Он подал записку и в этот момент сразу почувствовал убожество своих перчаток.
Пока Ванда читала письмо, он, поспешно сорвав перчатки, следил за ее лицом. Что она скажет? Что она сделает? Она взглянула на него, встретила его взволнованный взгляд и улыбнулась.
Жан испустил глубокий вздох и бессвязно заговорил:
— Я долго ждал, я измучился ожиданием. Ждать здесь, в этой комнате, настоящая пытка! Одни только эти цветы… эти цветы…
Он остановился, протянув руки. Его напряженное лицо выражало страшное беспокойство, страх и надежду. Ванда взглянула на него с состраданием.
— Итак, господин Виктуар, — сказала она по-французски, — вы мне сыграете?
Жан дрожащими руками открыл футляр скрипки. От нее не ускользнули его длинные белые пальцы.
«Пальцы и прическа у него как полагается», — решила она про себя.
Она была несколько смущена настойчивостью просьбы Тео. Ей предстоял очень хлопотливый сезон. Положение Рудольфа обязывало ее к большим приемам, и ей вовсе было не так легко, как воображал Тео, вывести в люди нового скрипача.
— Эта комната слишком мала, — решительно заявила она. — Вам лучше будет играть в одной из гостиных.
Жан следом за ней поднялся по лестнице и вошел в просторную комнату.
Она села на белый с золотом диван и указала ему рукой место, где встать.
— Немного дальше, вон там, у окна, — заявила она. — Скажите, может быть, вам нужен аккомпаниатор, мсье… мсье Виктуар?
— Нет, я буду смотреть на вас, — прямолинейно ответил Жан.

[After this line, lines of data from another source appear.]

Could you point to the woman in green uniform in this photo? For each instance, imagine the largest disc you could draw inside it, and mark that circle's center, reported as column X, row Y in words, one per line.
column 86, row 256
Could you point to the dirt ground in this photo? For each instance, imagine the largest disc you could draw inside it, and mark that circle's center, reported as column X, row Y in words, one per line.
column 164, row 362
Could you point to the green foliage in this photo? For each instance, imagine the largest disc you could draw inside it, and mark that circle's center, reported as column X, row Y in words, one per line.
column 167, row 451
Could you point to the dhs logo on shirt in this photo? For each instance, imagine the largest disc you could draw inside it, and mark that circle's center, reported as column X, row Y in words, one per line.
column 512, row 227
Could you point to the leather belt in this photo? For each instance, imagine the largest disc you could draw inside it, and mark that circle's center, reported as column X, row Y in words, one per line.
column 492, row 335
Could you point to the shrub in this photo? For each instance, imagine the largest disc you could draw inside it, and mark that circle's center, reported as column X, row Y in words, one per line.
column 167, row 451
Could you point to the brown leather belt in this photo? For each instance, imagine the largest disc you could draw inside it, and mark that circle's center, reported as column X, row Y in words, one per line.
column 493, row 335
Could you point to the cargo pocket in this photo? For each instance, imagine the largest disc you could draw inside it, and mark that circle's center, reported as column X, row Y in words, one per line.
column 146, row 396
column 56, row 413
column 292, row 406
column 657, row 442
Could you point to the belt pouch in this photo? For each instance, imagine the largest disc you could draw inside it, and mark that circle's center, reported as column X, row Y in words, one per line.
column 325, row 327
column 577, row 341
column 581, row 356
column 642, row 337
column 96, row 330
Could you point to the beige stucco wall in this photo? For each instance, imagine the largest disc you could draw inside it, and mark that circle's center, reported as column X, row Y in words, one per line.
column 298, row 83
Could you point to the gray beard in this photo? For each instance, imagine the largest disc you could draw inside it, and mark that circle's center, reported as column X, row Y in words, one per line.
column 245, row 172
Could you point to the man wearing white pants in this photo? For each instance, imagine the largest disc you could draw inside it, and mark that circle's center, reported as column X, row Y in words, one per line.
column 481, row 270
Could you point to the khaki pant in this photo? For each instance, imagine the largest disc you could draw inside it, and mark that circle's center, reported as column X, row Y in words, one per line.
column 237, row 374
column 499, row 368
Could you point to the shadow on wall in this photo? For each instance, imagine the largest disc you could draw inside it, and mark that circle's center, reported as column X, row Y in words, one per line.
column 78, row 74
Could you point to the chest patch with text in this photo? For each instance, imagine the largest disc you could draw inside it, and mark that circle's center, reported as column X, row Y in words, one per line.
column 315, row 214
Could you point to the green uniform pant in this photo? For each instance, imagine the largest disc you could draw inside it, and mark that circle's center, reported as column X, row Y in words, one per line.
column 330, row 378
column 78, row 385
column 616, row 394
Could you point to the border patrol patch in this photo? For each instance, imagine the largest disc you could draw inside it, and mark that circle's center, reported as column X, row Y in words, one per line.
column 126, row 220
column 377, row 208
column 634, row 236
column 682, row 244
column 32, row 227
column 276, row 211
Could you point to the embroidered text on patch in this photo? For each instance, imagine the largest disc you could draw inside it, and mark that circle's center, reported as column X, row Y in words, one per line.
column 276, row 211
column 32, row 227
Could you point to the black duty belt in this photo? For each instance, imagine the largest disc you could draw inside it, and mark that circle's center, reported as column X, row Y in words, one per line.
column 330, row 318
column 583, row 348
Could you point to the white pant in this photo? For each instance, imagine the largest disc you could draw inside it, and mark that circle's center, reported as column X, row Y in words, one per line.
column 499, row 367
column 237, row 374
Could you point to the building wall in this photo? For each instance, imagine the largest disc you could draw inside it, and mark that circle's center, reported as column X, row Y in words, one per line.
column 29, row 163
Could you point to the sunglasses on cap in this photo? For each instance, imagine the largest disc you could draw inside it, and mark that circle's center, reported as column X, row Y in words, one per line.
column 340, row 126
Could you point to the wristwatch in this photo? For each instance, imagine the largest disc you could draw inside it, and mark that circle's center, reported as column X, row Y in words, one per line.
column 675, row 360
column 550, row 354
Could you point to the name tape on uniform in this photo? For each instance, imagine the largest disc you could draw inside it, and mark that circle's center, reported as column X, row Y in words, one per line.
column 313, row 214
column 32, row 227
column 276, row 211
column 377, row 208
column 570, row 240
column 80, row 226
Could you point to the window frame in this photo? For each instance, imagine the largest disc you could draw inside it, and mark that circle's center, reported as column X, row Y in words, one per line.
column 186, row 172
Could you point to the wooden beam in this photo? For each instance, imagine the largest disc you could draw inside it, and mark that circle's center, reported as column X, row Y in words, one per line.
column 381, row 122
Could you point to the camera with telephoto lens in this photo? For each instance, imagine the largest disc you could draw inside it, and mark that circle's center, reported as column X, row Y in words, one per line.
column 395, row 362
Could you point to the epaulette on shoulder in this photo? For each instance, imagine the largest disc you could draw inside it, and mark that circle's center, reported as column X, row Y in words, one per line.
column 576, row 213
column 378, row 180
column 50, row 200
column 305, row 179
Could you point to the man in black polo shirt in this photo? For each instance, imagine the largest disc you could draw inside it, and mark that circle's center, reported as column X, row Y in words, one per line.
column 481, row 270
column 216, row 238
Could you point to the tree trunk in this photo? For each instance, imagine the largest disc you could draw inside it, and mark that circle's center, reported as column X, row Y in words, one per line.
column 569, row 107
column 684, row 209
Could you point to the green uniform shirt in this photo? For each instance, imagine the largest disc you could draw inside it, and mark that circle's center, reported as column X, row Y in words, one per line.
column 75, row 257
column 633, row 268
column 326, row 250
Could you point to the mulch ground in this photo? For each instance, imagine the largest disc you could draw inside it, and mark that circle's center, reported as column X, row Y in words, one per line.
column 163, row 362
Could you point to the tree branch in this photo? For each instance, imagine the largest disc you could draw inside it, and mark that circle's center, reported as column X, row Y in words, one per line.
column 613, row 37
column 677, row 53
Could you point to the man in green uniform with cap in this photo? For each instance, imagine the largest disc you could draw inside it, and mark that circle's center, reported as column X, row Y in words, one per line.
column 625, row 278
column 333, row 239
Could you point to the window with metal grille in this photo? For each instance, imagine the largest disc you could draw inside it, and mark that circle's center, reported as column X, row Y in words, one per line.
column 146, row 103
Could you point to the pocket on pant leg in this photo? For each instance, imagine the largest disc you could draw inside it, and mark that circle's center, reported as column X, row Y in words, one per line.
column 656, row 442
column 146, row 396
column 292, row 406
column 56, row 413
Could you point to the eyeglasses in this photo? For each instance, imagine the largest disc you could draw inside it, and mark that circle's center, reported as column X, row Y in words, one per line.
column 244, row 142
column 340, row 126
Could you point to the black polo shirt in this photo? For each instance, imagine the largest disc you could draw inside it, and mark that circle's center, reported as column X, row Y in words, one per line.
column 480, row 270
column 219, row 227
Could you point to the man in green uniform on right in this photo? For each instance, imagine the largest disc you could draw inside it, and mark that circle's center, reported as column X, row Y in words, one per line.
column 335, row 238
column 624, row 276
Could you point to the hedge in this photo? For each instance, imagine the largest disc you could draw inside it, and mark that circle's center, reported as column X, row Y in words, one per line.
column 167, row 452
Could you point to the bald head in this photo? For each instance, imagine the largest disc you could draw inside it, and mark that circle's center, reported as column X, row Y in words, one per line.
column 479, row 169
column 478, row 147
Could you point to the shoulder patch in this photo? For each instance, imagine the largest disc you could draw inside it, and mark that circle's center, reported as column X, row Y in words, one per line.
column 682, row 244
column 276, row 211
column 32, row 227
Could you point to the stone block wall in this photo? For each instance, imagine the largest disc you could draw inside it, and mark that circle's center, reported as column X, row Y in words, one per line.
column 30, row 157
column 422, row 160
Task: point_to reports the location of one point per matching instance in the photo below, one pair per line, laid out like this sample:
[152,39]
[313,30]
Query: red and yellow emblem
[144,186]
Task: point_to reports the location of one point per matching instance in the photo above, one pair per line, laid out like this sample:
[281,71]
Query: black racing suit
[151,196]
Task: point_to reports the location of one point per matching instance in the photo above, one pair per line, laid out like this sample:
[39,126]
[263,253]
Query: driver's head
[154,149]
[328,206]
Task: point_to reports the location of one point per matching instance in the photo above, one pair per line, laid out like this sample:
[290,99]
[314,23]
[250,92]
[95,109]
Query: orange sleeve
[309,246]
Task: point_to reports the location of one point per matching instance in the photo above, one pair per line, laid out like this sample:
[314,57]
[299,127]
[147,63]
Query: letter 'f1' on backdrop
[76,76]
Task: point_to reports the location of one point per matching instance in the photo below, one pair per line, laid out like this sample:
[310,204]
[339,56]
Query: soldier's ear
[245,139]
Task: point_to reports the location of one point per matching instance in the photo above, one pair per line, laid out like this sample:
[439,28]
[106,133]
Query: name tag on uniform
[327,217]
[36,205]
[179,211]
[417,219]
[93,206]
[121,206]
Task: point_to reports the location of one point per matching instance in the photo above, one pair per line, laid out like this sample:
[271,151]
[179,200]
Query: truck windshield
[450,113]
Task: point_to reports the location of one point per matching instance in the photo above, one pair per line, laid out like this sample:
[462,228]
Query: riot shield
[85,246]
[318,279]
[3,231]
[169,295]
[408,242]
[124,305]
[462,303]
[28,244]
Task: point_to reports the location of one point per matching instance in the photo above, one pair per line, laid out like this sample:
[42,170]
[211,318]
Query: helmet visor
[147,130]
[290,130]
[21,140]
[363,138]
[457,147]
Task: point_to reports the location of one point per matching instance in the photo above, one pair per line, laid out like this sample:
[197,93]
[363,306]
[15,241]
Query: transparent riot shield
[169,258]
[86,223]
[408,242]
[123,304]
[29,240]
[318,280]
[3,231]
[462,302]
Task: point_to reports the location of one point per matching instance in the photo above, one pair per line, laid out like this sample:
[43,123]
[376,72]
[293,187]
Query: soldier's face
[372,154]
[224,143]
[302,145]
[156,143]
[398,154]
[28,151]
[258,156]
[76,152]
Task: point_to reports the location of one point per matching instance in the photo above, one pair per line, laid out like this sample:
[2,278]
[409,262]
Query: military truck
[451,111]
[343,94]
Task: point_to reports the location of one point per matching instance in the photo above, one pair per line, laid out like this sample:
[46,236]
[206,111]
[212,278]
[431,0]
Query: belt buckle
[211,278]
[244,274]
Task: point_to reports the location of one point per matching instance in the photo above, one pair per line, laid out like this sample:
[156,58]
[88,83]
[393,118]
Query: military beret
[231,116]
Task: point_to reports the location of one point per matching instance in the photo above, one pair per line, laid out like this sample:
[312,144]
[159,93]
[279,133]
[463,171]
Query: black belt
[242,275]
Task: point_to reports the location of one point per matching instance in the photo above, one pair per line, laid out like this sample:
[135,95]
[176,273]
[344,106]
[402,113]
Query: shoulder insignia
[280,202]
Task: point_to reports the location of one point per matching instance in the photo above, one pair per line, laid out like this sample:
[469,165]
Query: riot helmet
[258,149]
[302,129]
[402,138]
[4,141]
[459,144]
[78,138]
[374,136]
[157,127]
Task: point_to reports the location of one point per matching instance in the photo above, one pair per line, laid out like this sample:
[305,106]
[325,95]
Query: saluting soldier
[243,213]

Ванда снова улыбнулась. В своем письме Тео не сообщал никаких подробностей о Жане; поэтому у нее не было ни малейшего представления о том, кто такой и откуда явился этот рыжеволосый молодой человек с явно музыкальной внешностью. Она только поняла, что Тео берет на себя материальную сторону дела, а она должна только организовать концерт.

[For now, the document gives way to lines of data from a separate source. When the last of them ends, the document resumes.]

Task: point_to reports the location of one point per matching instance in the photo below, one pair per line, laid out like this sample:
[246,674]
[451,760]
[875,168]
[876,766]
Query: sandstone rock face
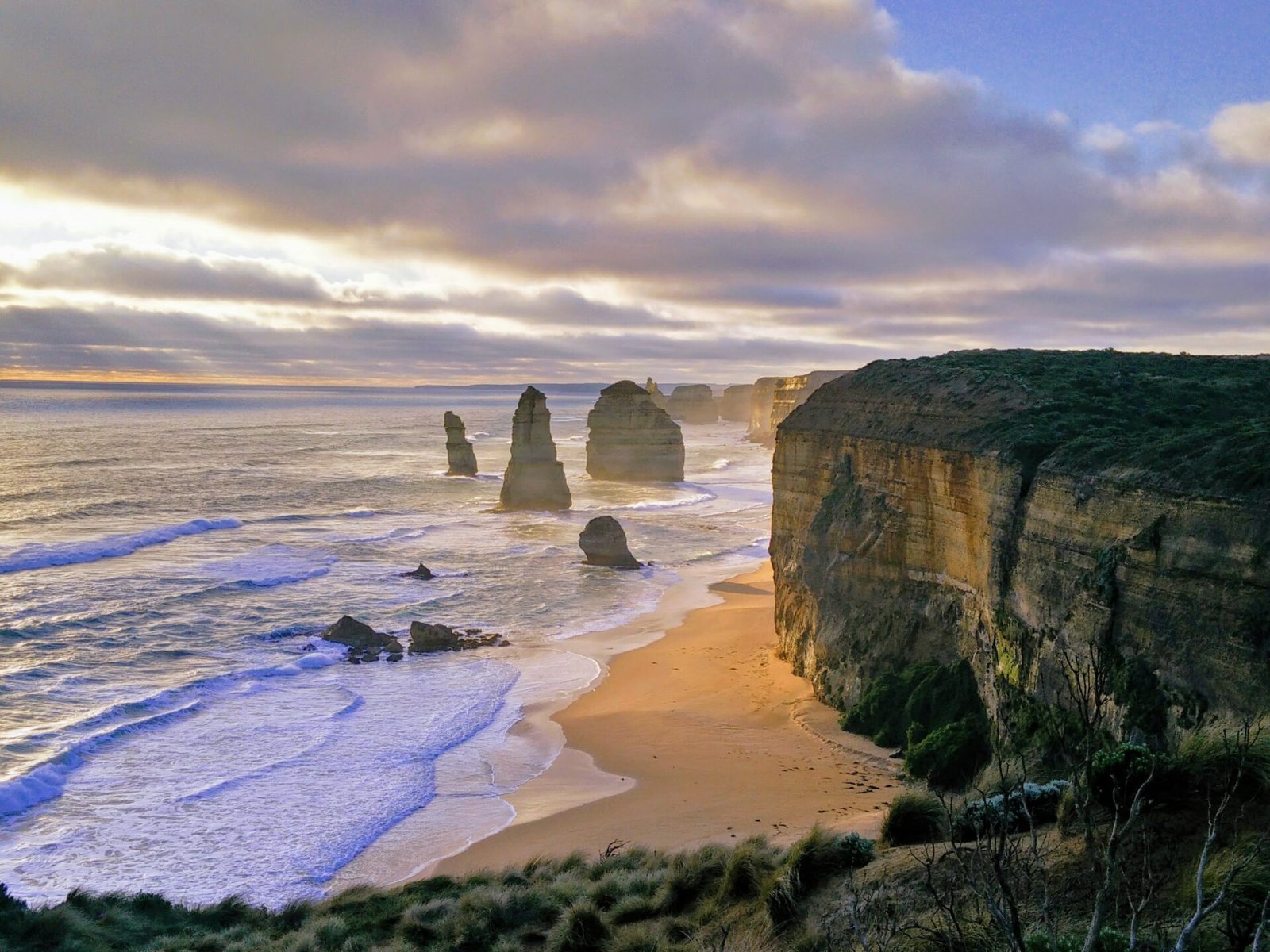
[364,643]
[903,530]
[427,638]
[692,403]
[772,399]
[656,393]
[533,478]
[632,438]
[459,450]
[603,543]
[734,405]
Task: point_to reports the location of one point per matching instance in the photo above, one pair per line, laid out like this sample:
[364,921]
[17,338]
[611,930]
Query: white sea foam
[221,638]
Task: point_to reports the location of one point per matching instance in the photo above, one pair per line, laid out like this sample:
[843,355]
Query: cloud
[1241,132]
[676,181]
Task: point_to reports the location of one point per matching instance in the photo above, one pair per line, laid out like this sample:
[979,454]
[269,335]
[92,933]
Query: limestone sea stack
[734,405]
[533,478]
[364,643]
[694,403]
[603,543]
[459,450]
[656,393]
[632,438]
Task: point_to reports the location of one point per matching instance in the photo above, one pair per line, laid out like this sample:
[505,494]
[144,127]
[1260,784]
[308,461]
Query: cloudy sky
[451,190]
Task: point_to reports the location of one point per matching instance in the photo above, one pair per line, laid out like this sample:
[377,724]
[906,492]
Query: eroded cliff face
[899,536]
[772,399]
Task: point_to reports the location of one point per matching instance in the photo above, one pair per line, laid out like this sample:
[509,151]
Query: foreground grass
[637,900]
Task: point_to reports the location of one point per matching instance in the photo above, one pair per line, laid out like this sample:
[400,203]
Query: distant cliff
[1011,508]
[772,399]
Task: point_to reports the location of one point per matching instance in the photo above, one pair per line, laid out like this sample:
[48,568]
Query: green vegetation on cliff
[933,711]
[629,900]
[1194,424]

Жан взмахнул смычком, затем вдруг остановился и опустил руку. Со своей удивительной интуицией, той интуицией, какой обладает всякий самолюбивый и чуткий человек, он разгадал ее мысли.
— Мсье Шторн прожил у меня пять, почти шесть недель, — сказал он отрывисто. — Он сломал себе ногу. Ему…
— Что такое? — вскричала Ванда. — Что вы говорите, мсье Шторн был болен? Где? Когда?
— У меня, — сказал Жан, как будто эти два слова давали исчерпывающие объяснения. Затем он продолжал: — Я нашел его однажды утром. Он, очевидно, отправился на прогулку и, упав с какой-то скалы, сломал себе ногу. Доктор Мейерберг его пользовал, и сегодня утром мсье Шторн уехал. Он поправился. Нога совсем зажила. Мы с ним друзья, и так как он познакомился с моей игрой, он дал мне письмо к вам.